So, I was busy routing a board having come up with a basic schematic. I wasn’t going to order the board yet, I wanted to just play around with the design, see how compact I could make this.
One thing that was niggling in the back of my mind, was how the traces would cope with the current. I use 6AWG cable from the solar panels, and 8AWG from the batteries. How wide should I make the traces? One calculator reckoned I should make them about 7cm wide! Another option was to use heavier gauge traces, maybe 3oz copper. A 5cm×5cm 2-layer board would cost a staggering AU$263 for just the PCB!
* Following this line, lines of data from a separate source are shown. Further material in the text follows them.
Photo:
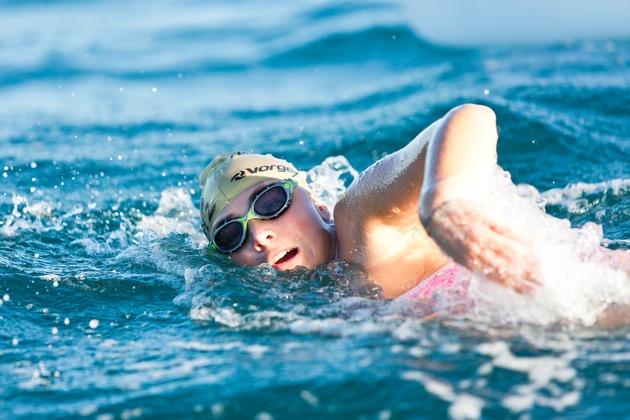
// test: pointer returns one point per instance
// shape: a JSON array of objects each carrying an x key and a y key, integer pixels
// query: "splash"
[
  {"x": 581, "y": 282},
  {"x": 330, "y": 179},
  {"x": 175, "y": 212}
]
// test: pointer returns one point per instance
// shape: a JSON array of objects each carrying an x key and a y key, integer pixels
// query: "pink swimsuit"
[{"x": 441, "y": 279}]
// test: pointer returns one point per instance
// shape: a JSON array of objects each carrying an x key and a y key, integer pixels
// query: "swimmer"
[{"x": 408, "y": 221}]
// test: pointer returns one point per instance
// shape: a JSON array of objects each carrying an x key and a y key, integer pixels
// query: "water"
[{"x": 111, "y": 309}]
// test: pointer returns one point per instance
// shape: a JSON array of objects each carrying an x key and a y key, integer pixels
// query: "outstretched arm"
[{"x": 461, "y": 155}]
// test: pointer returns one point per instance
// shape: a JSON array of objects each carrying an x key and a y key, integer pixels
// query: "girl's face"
[{"x": 301, "y": 236}]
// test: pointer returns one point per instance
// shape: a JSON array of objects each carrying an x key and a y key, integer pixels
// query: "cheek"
[{"x": 245, "y": 258}]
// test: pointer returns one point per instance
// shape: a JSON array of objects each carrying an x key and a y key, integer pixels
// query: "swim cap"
[{"x": 229, "y": 174}]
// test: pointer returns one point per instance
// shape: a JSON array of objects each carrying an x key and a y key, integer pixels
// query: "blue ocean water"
[{"x": 111, "y": 309}]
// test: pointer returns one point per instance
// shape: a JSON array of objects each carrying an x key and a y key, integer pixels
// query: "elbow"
[
  {"x": 473, "y": 112},
  {"x": 473, "y": 122}
]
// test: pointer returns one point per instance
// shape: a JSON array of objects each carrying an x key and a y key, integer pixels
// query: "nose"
[{"x": 262, "y": 233}]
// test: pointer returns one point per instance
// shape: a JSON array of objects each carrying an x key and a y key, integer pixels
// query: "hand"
[{"x": 484, "y": 245}]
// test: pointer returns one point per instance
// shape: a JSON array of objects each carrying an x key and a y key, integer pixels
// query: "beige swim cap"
[{"x": 229, "y": 174}]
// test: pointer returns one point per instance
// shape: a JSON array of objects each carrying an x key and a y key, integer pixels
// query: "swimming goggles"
[{"x": 270, "y": 203}]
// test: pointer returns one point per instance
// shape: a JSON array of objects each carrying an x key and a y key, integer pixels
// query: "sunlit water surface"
[{"x": 110, "y": 308}]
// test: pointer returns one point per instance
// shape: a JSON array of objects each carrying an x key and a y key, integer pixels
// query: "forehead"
[{"x": 239, "y": 206}]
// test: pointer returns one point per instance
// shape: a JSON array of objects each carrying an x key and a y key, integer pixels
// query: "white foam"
[
  {"x": 175, "y": 213},
  {"x": 463, "y": 405},
  {"x": 330, "y": 179},
  {"x": 579, "y": 283}
]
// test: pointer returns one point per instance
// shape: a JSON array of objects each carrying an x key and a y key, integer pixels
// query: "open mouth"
[{"x": 285, "y": 256}]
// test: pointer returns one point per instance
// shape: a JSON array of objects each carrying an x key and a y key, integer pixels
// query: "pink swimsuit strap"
[{"x": 441, "y": 279}]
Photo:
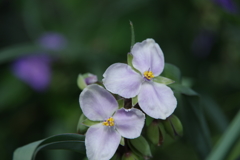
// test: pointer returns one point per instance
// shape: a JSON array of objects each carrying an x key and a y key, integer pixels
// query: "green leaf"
[
  {"x": 134, "y": 101},
  {"x": 215, "y": 114},
  {"x": 227, "y": 141},
  {"x": 173, "y": 126},
  {"x": 142, "y": 146},
  {"x": 81, "y": 129},
  {"x": 163, "y": 80},
  {"x": 194, "y": 122},
  {"x": 120, "y": 103},
  {"x": 12, "y": 52},
  {"x": 67, "y": 141},
  {"x": 172, "y": 72},
  {"x": 176, "y": 124},
  {"x": 184, "y": 90},
  {"x": 153, "y": 133}
]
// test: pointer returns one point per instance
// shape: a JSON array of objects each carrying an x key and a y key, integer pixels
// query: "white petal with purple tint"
[
  {"x": 129, "y": 123},
  {"x": 148, "y": 56},
  {"x": 157, "y": 100},
  {"x": 101, "y": 142},
  {"x": 97, "y": 103},
  {"x": 121, "y": 79}
]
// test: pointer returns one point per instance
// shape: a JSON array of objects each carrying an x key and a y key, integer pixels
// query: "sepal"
[{"x": 81, "y": 129}]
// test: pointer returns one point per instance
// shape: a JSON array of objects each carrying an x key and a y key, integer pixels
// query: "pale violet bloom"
[
  {"x": 35, "y": 70},
  {"x": 155, "y": 99},
  {"x": 103, "y": 138},
  {"x": 90, "y": 79}
]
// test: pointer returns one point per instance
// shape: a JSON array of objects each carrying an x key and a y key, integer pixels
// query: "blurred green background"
[{"x": 201, "y": 37}]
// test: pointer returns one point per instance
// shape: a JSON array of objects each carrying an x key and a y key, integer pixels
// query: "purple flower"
[
  {"x": 34, "y": 70},
  {"x": 155, "y": 99},
  {"x": 227, "y": 5},
  {"x": 91, "y": 78},
  {"x": 53, "y": 41},
  {"x": 103, "y": 138}
]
Okay, so I can work around this by fiddling the solder mask in Kicad and just solder some copper wire along the trace. Not a show stopper. I’ll just make wide traces so I know where to lay the wire and have plenty of area to solder it.
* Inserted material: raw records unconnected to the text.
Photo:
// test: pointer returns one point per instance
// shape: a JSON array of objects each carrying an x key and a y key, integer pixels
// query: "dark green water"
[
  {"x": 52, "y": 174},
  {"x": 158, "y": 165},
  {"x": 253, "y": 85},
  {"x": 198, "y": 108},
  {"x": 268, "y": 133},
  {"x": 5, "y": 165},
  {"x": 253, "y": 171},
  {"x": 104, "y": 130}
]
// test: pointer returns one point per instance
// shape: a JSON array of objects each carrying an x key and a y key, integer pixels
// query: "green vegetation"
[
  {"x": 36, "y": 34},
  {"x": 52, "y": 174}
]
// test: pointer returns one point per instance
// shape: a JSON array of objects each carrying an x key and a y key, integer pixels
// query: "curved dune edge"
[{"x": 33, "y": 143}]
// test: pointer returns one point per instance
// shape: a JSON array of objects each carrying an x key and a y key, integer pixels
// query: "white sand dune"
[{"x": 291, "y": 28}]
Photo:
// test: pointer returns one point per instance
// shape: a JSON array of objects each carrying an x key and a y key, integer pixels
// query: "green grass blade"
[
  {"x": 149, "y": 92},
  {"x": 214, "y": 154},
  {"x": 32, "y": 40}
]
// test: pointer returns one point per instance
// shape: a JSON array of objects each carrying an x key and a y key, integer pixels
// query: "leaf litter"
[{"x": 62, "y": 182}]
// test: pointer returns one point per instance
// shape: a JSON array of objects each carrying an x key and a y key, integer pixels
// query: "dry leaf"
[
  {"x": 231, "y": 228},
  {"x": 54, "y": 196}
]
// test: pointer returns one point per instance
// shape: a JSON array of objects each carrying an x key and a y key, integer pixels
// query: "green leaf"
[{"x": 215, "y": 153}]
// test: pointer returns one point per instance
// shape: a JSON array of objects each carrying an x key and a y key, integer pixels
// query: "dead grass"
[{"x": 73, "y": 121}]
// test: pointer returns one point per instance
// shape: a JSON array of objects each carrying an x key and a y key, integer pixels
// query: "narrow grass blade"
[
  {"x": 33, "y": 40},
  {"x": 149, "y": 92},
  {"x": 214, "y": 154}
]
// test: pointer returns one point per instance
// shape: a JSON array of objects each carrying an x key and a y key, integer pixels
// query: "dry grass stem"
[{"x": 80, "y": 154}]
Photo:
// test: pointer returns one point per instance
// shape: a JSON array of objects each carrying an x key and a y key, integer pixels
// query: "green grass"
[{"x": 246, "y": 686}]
I was making the traces as wide as Kicad would let me, but something didn’t seem right. The inductor, just seemed so, small…
When I did the search on Mouser, their interface allows you to pick a value, then hit the ≥ button to select everything “greater than”. What I missed, is the option right down the bottom:
The “-” option, better known as “we couldn’t be stuffed looking up what the real value is”, is seen as “greater than everything else”.
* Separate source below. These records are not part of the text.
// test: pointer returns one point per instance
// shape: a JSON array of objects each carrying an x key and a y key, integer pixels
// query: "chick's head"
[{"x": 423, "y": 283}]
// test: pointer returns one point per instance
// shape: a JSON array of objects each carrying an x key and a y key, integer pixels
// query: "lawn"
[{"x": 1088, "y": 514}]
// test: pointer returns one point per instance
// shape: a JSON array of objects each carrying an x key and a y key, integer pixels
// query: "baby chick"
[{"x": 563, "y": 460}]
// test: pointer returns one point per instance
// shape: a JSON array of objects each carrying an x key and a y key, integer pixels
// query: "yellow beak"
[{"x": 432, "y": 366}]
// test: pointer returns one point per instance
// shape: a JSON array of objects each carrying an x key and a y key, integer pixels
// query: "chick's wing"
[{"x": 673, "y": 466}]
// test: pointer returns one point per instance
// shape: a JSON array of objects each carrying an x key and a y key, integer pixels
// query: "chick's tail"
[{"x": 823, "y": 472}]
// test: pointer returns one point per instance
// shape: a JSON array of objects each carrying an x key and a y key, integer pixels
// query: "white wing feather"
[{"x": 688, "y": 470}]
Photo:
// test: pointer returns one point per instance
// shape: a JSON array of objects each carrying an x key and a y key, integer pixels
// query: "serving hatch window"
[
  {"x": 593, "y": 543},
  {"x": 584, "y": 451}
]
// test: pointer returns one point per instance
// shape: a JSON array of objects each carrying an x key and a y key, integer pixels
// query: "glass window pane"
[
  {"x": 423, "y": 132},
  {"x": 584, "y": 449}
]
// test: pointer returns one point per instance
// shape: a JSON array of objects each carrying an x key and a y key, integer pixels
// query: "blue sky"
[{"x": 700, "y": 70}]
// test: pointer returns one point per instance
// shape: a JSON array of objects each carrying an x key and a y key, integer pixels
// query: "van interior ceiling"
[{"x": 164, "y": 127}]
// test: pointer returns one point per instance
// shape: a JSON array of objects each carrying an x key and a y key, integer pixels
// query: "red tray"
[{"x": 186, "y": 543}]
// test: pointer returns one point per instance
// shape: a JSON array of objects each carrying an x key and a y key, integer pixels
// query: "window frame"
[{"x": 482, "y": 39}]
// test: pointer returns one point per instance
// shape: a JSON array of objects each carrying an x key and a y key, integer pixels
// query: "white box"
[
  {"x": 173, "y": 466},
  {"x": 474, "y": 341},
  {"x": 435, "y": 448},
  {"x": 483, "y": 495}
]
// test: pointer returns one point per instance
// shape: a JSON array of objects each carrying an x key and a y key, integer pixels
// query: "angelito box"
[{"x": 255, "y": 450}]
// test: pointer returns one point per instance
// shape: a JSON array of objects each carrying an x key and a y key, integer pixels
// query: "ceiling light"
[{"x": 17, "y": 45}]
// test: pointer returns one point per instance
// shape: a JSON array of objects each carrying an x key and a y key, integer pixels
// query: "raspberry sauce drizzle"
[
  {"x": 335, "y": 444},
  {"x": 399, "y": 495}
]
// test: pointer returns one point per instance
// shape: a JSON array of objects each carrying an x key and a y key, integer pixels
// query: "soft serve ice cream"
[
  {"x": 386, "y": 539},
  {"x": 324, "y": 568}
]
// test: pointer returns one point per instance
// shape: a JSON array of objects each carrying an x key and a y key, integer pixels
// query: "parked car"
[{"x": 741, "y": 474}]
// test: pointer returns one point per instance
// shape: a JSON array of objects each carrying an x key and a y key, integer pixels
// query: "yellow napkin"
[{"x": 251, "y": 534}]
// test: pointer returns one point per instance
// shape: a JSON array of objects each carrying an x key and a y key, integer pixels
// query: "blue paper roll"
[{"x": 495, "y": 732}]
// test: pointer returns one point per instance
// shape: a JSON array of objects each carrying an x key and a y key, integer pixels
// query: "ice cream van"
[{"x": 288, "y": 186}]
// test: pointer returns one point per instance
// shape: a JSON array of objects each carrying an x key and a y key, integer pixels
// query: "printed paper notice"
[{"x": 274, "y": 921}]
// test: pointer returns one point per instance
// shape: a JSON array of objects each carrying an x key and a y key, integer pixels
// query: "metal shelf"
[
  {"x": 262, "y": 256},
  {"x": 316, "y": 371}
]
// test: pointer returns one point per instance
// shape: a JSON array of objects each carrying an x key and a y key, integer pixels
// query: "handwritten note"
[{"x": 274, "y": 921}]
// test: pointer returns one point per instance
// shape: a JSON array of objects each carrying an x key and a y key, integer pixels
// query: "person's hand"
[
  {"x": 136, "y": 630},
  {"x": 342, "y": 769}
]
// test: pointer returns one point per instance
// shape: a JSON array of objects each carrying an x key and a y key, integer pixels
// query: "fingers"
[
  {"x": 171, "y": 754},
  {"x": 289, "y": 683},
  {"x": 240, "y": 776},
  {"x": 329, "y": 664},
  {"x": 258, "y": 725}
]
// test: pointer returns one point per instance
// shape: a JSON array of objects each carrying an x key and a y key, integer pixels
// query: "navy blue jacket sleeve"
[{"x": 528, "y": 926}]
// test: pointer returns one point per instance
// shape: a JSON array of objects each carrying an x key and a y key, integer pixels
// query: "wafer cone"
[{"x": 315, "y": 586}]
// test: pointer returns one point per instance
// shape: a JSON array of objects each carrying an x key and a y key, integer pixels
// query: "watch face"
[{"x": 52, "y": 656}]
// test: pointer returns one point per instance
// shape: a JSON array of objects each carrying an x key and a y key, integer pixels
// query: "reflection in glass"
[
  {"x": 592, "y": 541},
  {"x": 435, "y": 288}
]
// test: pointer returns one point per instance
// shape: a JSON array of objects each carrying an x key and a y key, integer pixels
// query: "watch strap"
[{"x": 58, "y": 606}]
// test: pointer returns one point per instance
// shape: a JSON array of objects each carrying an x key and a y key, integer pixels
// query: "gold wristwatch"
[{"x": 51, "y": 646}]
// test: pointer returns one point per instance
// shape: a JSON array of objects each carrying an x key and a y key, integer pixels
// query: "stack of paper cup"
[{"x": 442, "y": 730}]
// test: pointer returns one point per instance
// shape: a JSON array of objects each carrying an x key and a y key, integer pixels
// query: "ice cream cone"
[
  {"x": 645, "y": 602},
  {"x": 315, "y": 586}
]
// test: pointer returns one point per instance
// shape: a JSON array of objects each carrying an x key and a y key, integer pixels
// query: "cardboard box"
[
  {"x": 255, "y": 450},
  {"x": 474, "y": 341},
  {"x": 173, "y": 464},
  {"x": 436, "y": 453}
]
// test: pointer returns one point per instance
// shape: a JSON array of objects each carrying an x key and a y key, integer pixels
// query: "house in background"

A check of the datasheet itself, revealed the truth.
In short, there is no way that little tiddler is going to manage the current I was contemplating throwing at it!
What’s the biggest I can get that will handle that current? Well if I take the “-” option out of the equation, they suggest this monster . It’s 10uH instead of 33, so my ripple voltage will increase. At $837.84, it is also a rare exception to the free shipping over $60 offer.
I might need to go play with some numbers to see what I can get away with. The good news is that discontinuous output is not a show stopper for a battery charger. I might have to make do with nanohenries of inductance instead of microhenries.